Only the x86 instruction set is mostly described here.
Basics
What is Assembly Language
Assembly language is a low-level programming language for a computer or other programmable device.
What is the difference between the Assembly language and high-level programming languages
Each assembly languages is specific for a given computer architecture (instruction set).
High level programming language are mostly portable across multiple systems.
How is the source code of an high-level programming language converted to the executable machine code
Via a Compiler
How is the source code of an assembly language converted to the executable machine code
Via an Assembler
List examples of some assemblers
NASM - Free, well documented, can be used on both Linuxc and Windwos
MASM - Microsoft Assembler
TASM - Borland Turbo Assembler
GAS - GNU Assembler
Why Assembly languages exist?
Each computer has a microprocessor with arithmetical, logical and control activities.
Each family of processors has its own set of instructions.
Processors understands only machine language instructions, which are ones and zeros. But develop software only using ones and zeros is too hard and complex. As the solution there are the assembly languages for each the instruction sets, instructions are represented with symbolic code and a more understandable form.
Advantages of understanding the assembly language
You will know:
- How applications communicate with the operating system, processor and BIOS
- The ways, data is represented in memory and other external devices
- Access and execution of instructions by the processor
- Access and processing data by instructions
Advantages of the assembly language
Less RAM
Less execution time
Suitable for time-critical jobs
Processor, memory and registers.
Describe shortly processor
Processor executes program instructions.
Describe shortly registers
Registers hold data and address.
Describe shortly memory
Storage for data. The transfer speed much higher than the speed of an HDD or SDD. The transfer speed is lower than the speed of registers.
What is a bit
The smallest unit of the storage is a bit, which can be ON (1) or OFF (0).
What is the name for a group of 8 bits?
Group of 8 related bits is name a byte.
Which data sizes are supported by the processor?
- Word: a 2-byte data item
- Doubleword: a 4-byte (32 bit) data item
- Quadword: an 8-byte (64 bit) data item
- Paragraph: a 16-byte (128 bit) area
- Kilobyte: 1024 bytes
- Megabyte: 1,048,576 bytes
Binary number system
The base is 2.
Hexadecimal number system
The base is 16.
Octal number system
The base is 8.
Decimal number system
The base is 10.
What are the steps of an execution cycle of the processor
- Fetching the instruction from memory
- Decoding or identifying the instruction
- Executing the instruction
How processor stores and loads the data
Storing and loading is done in the reverse-byte sequence
Kinds of memory addressing
- Absolute address - a direct reference of specific location.
- Segment address (or offset) - starting address of a memory segment with the offset value.
Assembly syntax
Parts of an assembly program
- data section
- bss section
- text section
Data section
Used for declaring constants - which do not change at the runtime
The start of this sections is declared as: section.data
Bss section
Used for declaring variables
The start of this sections is declared as: bxx.data
Text section
Used for declaring the code.
The start of this sections is declared as:
section.text
global _start
_start:
Comments
Comments starts with the semicolon (;) character.
One comments cannot be on more lines.
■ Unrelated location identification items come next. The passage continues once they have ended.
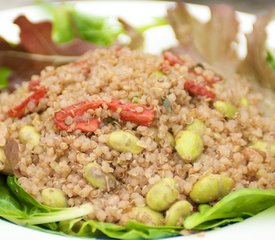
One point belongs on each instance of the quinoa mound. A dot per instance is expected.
(59, 159)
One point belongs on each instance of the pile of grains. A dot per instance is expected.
(59, 159)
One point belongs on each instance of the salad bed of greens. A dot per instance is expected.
(19, 207)
(69, 35)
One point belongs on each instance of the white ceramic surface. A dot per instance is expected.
(138, 13)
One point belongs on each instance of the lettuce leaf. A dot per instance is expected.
(19, 207)
(133, 230)
(234, 207)
(4, 75)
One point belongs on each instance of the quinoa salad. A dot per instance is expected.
(138, 136)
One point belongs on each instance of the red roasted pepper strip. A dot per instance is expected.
(172, 58)
(20, 110)
(76, 112)
(198, 89)
(133, 112)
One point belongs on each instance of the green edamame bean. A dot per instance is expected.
(189, 145)
(54, 197)
(211, 187)
(162, 195)
(123, 141)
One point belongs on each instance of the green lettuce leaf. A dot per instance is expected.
(4, 75)
(19, 207)
(234, 207)
(133, 230)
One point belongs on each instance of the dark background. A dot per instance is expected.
(250, 6)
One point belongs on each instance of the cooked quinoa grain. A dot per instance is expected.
(124, 91)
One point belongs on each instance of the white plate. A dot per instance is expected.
(137, 13)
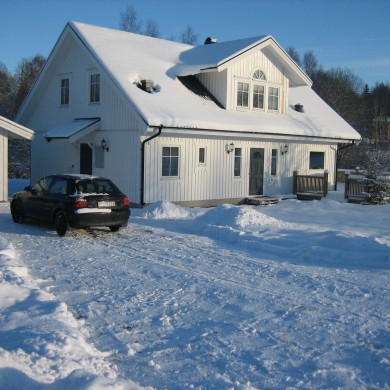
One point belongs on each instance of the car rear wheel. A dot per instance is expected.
(16, 211)
(114, 228)
(61, 223)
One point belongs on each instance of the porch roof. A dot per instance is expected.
(74, 130)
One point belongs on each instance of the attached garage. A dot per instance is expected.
(9, 130)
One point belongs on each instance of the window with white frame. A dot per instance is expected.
(273, 98)
(237, 162)
(317, 160)
(257, 93)
(94, 91)
(242, 94)
(274, 162)
(202, 156)
(170, 161)
(65, 92)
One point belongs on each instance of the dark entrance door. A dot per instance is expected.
(256, 171)
(85, 159)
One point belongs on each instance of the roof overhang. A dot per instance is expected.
(73, 131)
(15, 130)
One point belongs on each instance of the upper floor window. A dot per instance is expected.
(202, 156)
(64, 92)
(273, 98)
(237, 162)
(242, 94)
(170, 161)
(94, 94)
(258, 93)
(259, 75)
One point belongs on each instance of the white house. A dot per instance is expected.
(167, 121)
(9, 130)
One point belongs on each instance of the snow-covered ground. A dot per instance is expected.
(294, 295)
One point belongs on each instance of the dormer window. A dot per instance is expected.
(257, 94)
(242, 94)
(259, 75)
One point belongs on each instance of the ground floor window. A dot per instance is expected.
(274, 161)
(202, 156)
(237, 162)
(170, 161)
(317, 160)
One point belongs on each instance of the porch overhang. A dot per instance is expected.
(74, 130)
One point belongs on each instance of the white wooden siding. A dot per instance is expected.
(215, 179)
(120, 124)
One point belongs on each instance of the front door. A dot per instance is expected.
(256, 171)
(85, 159)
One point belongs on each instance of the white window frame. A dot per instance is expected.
(324, 160)
(274, 161)
(239, 159)
(64, 91)
(204, 156)
(170, 159)
(94, 99)
(260, 81)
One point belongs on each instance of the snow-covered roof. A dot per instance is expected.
(14, 130)
(128, 58)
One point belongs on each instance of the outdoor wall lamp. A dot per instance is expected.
(104, 144)
(229, 148)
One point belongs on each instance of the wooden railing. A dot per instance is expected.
(308, 187)
(354, 189)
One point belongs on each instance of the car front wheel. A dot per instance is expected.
(61, 223)
(16, 211)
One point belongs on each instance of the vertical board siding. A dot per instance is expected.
(215, 179)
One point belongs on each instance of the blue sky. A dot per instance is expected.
(342, 33)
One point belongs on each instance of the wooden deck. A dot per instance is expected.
(354, 189)
(261, 201)
(308, 187)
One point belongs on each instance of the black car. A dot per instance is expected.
(78, 201)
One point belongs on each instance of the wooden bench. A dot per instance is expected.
(310, 187)
(354, 189)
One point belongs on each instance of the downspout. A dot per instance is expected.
(142, 203)
(337, 159)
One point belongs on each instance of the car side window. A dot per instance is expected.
(42, 185)
(60, 186)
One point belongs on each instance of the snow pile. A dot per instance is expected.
(40, 342)
(166, 210)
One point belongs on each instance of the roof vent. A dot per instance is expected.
(147, 85)
(298, 107)
(210, 40)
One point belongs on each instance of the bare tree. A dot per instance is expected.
(152, 29)
(188, 36)
(129, 21)
(293, 53)
(7, 93)
(27, 71)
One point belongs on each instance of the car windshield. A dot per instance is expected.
(98, 186)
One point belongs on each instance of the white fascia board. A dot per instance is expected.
(199, 133)
(15, 130)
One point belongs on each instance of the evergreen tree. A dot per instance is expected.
(377, 186)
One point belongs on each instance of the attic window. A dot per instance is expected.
(259, 75)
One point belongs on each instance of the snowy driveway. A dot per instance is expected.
(294, 295)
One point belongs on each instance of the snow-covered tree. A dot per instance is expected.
(377, 185)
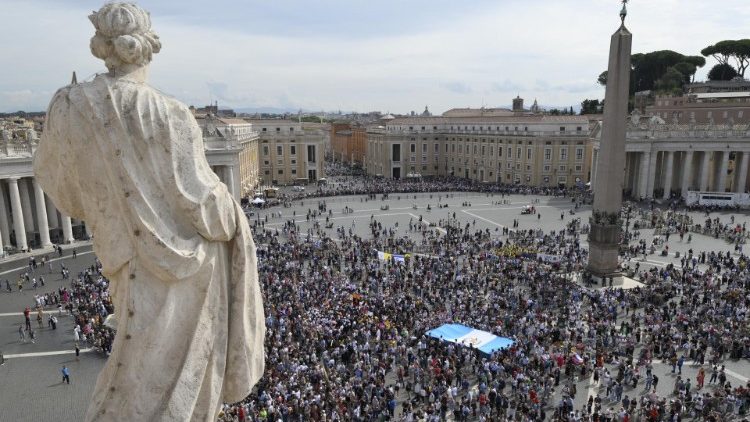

Assembly language comments are only one-line.
Comments (;) can start on a new line are after an instruction
Types of Assembly Language Statements
- Executable instructions or instructions,
- Assembler directives or pseudo-ops, and
- Macros.
Executable instructions, or simply "instructions," direct the processor's actions. Each one includes an operation code (opcode) and corresponds to a single machine language instruction.
Assembler directives, or pseudo-ops, provide guidance to the assembler on aspects of the assembly process. They are non-executable and do not produce machine language instructions.
Macros act as a mechanism for text substitution.
Syntax of Assembly Language Statements
Assembly language statements are entered one statement per line.
[label] mnemonic [operands] [;comment]
Hello World program in the Assembly Language
This example shows how to write a simple program in assembly for the x86 architecture that prints "Hello, World!" to the screen using Linux system calls.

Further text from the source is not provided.